His tragic death highlights how drugs - particularly heroin - can ruin a life and how difficult it can be to beat an addiction.
It also shows that heroin does not discriminate between young and old, poor or wealthy, those alone or with family support.
Daniel was "an adored son" to his parents, his death notice read.
His funeral attracted a cross-section of Irish society including snooker player Ken Doherty, singer Dickie Rock, radio DJ Dave Fanning, film producer Michael Colgan, restaurateur Robbie Fox and former Black Tie owner Niall O'Farrell.
It was recalled at the service that Daniel was part of the St Michael's College rugby team that won the Leinster Senior Cup for the first time in years.
He played the game to a high level, barrister Peter Lennon, representing Ms Rafter and her daughter, told this week's inquest.
Although he excelled at rugby, Daniel had speech difficulties as well as having Attention Deficit Disorder from a young age.
He also had a soft heart, and was clearly a "mammy's boy".
Daniel completed his Leaving Cert and went on to get 270 points.
In his short life, he did courses in car mechanics, sports management and hairdressing and had worked in a bookmakers.
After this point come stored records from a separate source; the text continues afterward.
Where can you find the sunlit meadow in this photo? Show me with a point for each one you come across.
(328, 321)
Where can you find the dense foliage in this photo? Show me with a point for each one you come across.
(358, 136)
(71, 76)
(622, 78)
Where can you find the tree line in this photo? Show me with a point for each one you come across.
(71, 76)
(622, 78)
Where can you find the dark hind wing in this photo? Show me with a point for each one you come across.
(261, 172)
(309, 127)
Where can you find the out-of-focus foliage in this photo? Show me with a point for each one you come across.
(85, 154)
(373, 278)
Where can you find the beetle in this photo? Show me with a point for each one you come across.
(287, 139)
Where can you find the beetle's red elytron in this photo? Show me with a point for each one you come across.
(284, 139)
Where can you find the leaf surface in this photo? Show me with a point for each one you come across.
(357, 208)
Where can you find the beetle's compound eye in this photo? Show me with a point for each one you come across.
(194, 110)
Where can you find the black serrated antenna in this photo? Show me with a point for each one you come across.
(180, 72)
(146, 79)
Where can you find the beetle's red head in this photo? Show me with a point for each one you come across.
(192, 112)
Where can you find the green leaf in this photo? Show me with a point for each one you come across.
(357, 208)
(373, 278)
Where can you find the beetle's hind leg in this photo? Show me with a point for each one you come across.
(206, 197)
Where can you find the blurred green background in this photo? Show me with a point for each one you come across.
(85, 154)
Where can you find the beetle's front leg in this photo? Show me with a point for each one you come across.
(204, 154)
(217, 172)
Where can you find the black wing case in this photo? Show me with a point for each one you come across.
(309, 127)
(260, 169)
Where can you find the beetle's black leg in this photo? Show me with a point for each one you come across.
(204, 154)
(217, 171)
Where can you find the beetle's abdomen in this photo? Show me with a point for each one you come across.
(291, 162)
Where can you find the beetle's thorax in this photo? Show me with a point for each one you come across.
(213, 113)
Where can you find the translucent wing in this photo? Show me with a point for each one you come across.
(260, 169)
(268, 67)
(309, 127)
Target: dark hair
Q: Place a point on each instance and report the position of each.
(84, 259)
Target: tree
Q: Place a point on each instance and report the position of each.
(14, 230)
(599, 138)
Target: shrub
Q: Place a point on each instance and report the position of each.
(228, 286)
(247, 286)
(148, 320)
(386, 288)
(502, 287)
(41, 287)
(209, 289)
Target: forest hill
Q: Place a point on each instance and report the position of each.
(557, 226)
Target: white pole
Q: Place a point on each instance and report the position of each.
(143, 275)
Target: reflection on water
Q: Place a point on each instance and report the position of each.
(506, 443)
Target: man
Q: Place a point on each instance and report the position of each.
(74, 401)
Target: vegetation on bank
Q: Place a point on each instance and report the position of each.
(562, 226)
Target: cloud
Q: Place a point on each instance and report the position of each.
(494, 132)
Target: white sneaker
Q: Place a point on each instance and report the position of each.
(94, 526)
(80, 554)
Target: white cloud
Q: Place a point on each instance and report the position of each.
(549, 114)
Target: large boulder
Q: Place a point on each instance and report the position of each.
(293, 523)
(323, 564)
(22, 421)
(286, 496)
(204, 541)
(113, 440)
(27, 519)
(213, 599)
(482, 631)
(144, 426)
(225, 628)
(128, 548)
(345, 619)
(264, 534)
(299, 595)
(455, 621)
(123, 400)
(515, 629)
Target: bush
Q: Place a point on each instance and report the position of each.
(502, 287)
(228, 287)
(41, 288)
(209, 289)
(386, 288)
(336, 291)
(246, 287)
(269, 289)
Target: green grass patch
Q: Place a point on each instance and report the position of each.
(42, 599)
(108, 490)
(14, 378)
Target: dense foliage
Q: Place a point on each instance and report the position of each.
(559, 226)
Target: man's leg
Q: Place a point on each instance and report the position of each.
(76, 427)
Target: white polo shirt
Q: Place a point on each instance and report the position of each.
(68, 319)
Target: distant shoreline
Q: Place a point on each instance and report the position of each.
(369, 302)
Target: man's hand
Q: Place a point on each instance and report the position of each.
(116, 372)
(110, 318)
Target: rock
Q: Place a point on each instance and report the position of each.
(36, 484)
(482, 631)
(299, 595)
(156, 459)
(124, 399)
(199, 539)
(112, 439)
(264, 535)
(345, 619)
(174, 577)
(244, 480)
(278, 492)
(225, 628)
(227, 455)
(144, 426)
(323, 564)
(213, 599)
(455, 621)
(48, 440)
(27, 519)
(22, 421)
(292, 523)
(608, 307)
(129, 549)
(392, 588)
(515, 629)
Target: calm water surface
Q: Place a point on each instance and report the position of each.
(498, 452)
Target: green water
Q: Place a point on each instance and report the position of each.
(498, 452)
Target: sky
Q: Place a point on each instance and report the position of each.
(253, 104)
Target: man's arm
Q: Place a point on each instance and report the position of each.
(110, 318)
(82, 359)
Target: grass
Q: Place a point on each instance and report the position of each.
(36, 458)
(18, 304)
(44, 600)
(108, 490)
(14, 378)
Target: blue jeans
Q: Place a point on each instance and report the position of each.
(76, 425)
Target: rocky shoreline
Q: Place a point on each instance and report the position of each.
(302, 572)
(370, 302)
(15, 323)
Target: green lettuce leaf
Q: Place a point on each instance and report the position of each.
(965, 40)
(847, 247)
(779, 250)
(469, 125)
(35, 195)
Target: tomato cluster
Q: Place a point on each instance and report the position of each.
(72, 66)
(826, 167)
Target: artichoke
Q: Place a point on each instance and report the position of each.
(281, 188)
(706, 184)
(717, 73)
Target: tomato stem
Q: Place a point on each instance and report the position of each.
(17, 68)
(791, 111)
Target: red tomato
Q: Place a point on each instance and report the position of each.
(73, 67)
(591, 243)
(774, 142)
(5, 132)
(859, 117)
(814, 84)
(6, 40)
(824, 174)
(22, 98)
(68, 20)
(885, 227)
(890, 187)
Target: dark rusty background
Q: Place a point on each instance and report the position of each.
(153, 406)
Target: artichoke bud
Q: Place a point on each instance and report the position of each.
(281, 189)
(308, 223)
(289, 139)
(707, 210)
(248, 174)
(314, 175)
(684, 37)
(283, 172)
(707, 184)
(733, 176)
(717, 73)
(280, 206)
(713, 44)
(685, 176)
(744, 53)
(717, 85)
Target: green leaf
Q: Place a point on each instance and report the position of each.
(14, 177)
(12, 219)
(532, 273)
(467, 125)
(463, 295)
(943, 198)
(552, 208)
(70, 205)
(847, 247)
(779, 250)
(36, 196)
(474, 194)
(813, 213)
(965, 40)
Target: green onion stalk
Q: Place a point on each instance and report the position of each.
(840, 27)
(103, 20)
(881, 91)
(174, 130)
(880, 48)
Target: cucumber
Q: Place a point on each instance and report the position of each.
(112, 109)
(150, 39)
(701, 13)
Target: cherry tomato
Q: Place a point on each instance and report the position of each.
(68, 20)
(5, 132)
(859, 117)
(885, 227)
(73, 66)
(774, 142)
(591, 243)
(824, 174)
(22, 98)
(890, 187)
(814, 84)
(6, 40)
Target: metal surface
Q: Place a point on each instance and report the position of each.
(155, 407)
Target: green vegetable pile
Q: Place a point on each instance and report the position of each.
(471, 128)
However, this was against the backdrop of a drug problem that escalated when he began taking heroin "out of boredom" at the age of 21.
He had consistently tried to kick the habit and had attended a number of detox and treatment centres.
By 2013, he had admitted to a theft charge, and told how he once shoplifted because it was "his mother's birthday" and he "wanted it to be special".
His death came at a time when he was "doing really well", his girlfriend of four years recalled.
Kate Bonner said they had met earlier on the evening Daniel died and had had a long talk.
"He was in good form. We just chatted for a while and he went off. He said he was going to Donnybrook," she said.
Asked if she had any concerns for him, she replied: "Not really. We'd had a long talk and arranged to meet the next day. I was aware of his addiction but he'd been doing really well.
"That's what makes this the more tragic. It was the best I'd seen him do, so it was a shock."
Daniel's family always tried to do their best by Daniel and went through rehab a number of times with him.
His uncle, Ed Martin, who married Ms Rafter's twin sister, became emotional as he addressed the inquest from the public gallery.
"I couldn't leave without saying Dan was a great young fellow, he just fell at the last ditch," he said.
He added that his nephew had enjoyed great family support.
Speaking about Daniel's mother, Mr Martin told the inquest: "A better mother you could not find. She tried everything for Daniel. Despite many ups and more downs, she kept on trying, both public and private.
"I've known. I've been married to her sister for 30 years. I saw the whole thing un- folding."
In unexpected scenes at the inquest, Mr Marshall stood up to address coroner Dr Brian Farrell from the public gallery but was asked by a friend to stay calm.
He referenced how his son got involved with drugs.
"He said it all started when he was a teenager," he said. At this stage, gardai moved to escort Mr Marshall from the court.
The coroner said there were no suspicious circumstances surrounding his death, and the cause of death was mixed drug toxicity involving heroin and prescribed drugs.
Daniel had amassed 40 convictions, mostly for minor theft and public order offences, but also for assault and criminal damage.
The convictions highlight what a person - a good, decent, kind person - is capable of when under the influence of heroin.
In May 2013, Dun Laoghaire District Court heard how Daniel punched and headbutted a teenager while on the Luas, leaving the 18-year-old with blood running down the side of his face.
When sentencing him in July 2013 on a theft matter, Judge Anthony Halpin warned him: "Unless you get your act together, you are not going to see 50 years of age."
The judge's words were too prove prophetic.